The massive outage that hit Amazon Web Services early Monday and took down several major sites and services was due to an internal issue within the cloud giant’s infrastructure.
In a new update Monday at 8:43 a.m. PT, Amazon said the root cause of the outage was an “underlying internal subsystem responsible for monitoring the health of our network load balancers.”
The outage impacted everything from sites including Facebook, Coinbase, and Amazon itself, to check-in kiosks at LaGuardia Airport.
Amazon said it was seeing connectivity and API recovery for AWS services.
Dr. Aybars Tuncdogan, an associate professor at King’s College London, said it serves as warning sign for a potentially more disruptive situation.
“If a comparable vulnerability were deliberately targeted by malicious actors, the damage would be far worse,” Tuncodgan said.

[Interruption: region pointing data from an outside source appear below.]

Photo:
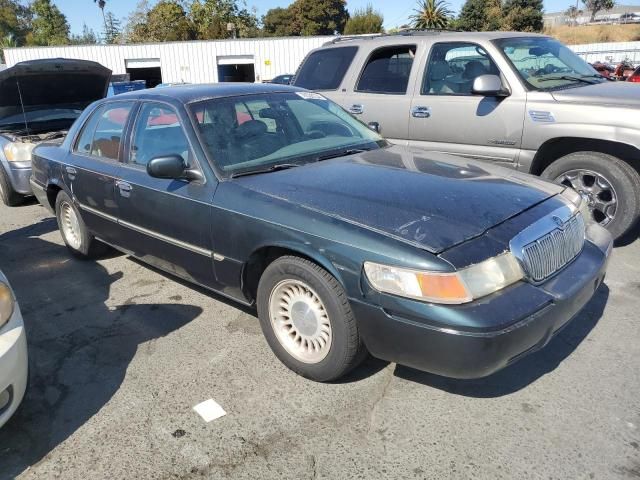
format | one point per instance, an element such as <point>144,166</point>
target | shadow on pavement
<point>528,369</point>
<point>79,348</point>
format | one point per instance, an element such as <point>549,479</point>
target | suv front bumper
<point>404,331</point>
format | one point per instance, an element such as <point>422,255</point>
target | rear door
<point>166,222</point>
<point>382,91</point>
<point>447,117</point>
<point>92,167</point>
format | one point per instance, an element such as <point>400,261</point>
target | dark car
<point>39,101</point>
<point>276,197</point>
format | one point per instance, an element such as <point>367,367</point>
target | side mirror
<point>168,166</point>
<point>489,86</point>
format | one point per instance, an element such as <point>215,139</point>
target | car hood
<point>430,200</point>
<point>56,82</point>
<point>621,94</point>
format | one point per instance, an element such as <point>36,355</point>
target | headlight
<point>18,151</point>
<point>579,202</point>
<point>457,287</point>
<point>7,303</point>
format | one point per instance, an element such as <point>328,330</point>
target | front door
<point>447,117</point>
<point>382,92</point>
<point>165,221</point>
<point>92,167</point>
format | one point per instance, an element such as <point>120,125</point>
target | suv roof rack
<point>405,32</point>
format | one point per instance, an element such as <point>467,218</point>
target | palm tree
<point>431,14</point>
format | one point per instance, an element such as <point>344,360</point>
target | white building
<point>245,60</point>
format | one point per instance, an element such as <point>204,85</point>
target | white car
<point>13,353</point>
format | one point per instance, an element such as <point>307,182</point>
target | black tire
<point>346,350</point>
<point>7,194</point>
<point>624,179</point>
<point>88,247</point>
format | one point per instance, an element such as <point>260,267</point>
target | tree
<point>49,25</point>
<point>319,17</point>
<point>165,22</point>
<point>522,15</point>
<point>431,14</point>
<point>278,22</point>
<point>594,6</point>
<point>112,29</point>
<point>365,20</point>
<point>87,37</point>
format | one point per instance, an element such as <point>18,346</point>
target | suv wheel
<point>611,186</point>
<point>307,320</point>
<point>8,196</point>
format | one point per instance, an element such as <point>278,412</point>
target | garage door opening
<point>236,73</point>
<point>147,69</point>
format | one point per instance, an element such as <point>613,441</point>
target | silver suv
<point>522,100</point>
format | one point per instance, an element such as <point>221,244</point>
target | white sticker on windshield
<point>310,96</point>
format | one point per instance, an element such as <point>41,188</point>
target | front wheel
<point>307,320</point>
<point>610,186</point>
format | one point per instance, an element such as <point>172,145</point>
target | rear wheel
<point>610,186</point>
<point>8,196</point>
<point>307,320</point>
<point>74,232</point>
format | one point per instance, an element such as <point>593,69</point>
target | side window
<point>387,70</point>
<point>109,130</point>
<point>324,69</point>
<point>158,132</point>
<point>453,67</point>
<point>83,144</point>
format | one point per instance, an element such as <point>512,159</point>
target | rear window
<point>324,69</point>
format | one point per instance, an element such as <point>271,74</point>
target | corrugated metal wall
<point>194,62</point>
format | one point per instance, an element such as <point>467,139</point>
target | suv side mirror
<point>167,166</point>
<point>489,86</point>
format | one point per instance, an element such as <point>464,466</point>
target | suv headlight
<point>18,151</point>
<point>579,202</point>
<point>7,303</point>
<point>457,287</point>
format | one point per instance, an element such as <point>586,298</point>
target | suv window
<point>110,121</point>
<point>453,67</point>
<point>324,69</point>
<point>158,132</point>
<point>387,70</point>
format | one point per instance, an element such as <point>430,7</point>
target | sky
<point>395,12</point>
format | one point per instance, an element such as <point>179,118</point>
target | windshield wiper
<point>582,79</point>
<point>341,153</point>
<point>272,168</point>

The problems began shortly after midnight Pacific in Amazon’s Northern Virginia (US-EAST-1) region, which is AWS’s oldest and largest cloud region, a popular nerve center for online services. Major outages originating from this same region also caused widespread disruptions in 2017, 2021, and 2023.
In an initial update, AWS said the outage was related to a DNS resolution issue with DynamoDB, meaning the internet’s phone book failed to find the correct address for a database service used by thousands of apps to store and find data.
The latest outage suggests that many sites have not adequately implemented the redundancy needed to quickly fall back to other regions or cloud providers in the event of AWS outages.
Tuncodgan said the deeper issue is “tech monoculture” in a global infrastructure with little diversity in platforms or providers.
“It’s like agricultural monoculture — when everything relies on a single strain, one disease can wipe out entire plantations, because they all have the same genetics,” he said.
He said that while customers can design redundancy themselves, the providers can also develop different competing infrastructures within their own ecosystems.
“This incident will likely be resolved quickly,” he said. “However, unless we rethink the architecture (that is, we decentralize and diversify), we should expect more outages of this scale, whether from glitches or targeted attacks.”